I plan to use mainly hardbodies, Ecogear metals as well as the SX40s... are these okay on the Traveller which I see is rated at 2-4 kg line?

Thanks everyone for your ideas...

jmc


----------



## imnotoriginal (Jan 13, 2008)

The action is soft on the traveller but I haven't had any problems with it for strength. You can still use it for hardbodies, I just prefer a rod with a stiffer action for that.
Joel


----------



## jmc (Sep 30, 2010)

Thanks for the responses,...

So,... what fish weight, size have you manged to catch on the Vapor 6'6" and the 007 Traveller?

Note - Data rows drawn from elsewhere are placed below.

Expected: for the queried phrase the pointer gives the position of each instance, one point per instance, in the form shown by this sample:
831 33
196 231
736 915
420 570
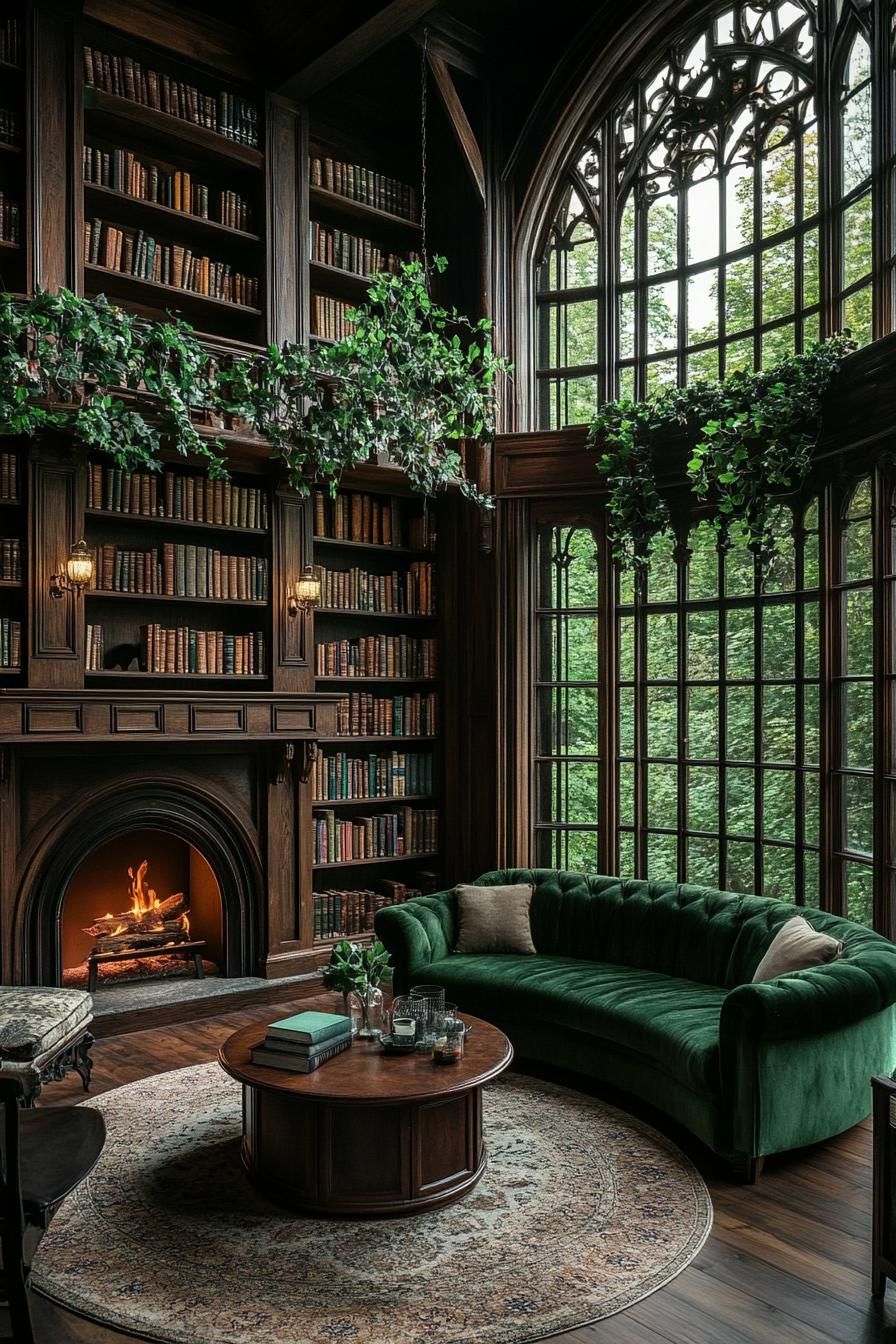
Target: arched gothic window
734 206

Still concerned not to be too restricted by finesse style fishing that I can't use the rod for other things...

for example,.. if I hit a big flattie ... or a mulloway,... what's possible??!! (apart from a broken rod!!)

jmc


----------



## imnotoriginal (Jan 13, 2008)

Mine only has 2 and 4lb braid on the reel I pair it with, so it's never been put under immense drag pressure. 40cm GT on 4lb leader is probably the biggest fish landed so far along with quite a few bream. I was monstered by a few mangrove jack during round 2 of the KFT. This rod is never loaded up with really heavy line as I have other rods for that purpose but it does its job well.
Joel


----------



## jmc (Sep 30, 2010)

thanks for feedback imnotoriginal...

Still thinking... I still like the specs on both rods, obviously built for for different specific purposes... Any more thoughts anyone...?

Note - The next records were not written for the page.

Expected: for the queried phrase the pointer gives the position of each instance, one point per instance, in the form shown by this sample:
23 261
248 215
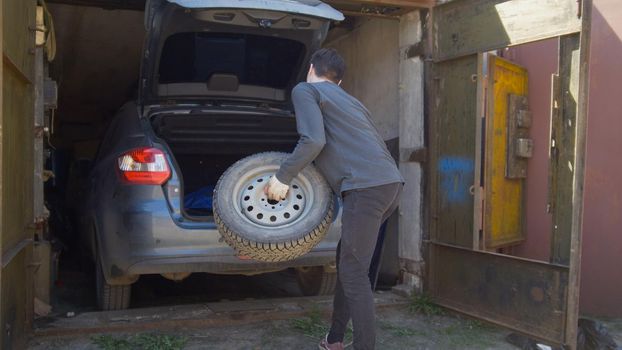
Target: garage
424 69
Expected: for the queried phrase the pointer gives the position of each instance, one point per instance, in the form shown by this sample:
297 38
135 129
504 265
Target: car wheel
315 280
268 230
110 297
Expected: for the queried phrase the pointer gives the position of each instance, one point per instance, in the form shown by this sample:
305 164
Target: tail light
144 166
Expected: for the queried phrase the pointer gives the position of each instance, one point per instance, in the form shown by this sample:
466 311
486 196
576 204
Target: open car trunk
204 145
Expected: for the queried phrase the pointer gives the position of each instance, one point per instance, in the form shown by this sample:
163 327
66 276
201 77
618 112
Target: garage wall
601 278
371 54
17 171
97 69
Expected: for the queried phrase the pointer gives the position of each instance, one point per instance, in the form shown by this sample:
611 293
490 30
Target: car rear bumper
142 237
225 264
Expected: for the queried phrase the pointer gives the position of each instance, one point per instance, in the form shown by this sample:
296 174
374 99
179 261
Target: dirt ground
397 329
212 312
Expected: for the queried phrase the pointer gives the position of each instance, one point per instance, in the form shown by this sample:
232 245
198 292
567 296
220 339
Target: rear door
474 191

I did talk to someone recently who said he landed successfully a 15 kg mangrove jack on the Vapor 6'6"!!!! Had to hold the rod pointed almost straight at the fish to keep it on...!

Any other true stories about these rods... the Vapor or the Traveller?

jmc


----------



## TheKingyWhisperer (Jan 11, 2011)

I once had a Vapor 70 and it use to really annoy me. Beautiful rod but too light for a heavy handed fisho like myself. It is hard to go from jigging up kingies to flicking ultra light lures. I do love Nitro rods though. I will be using my Viper this weekend.


----------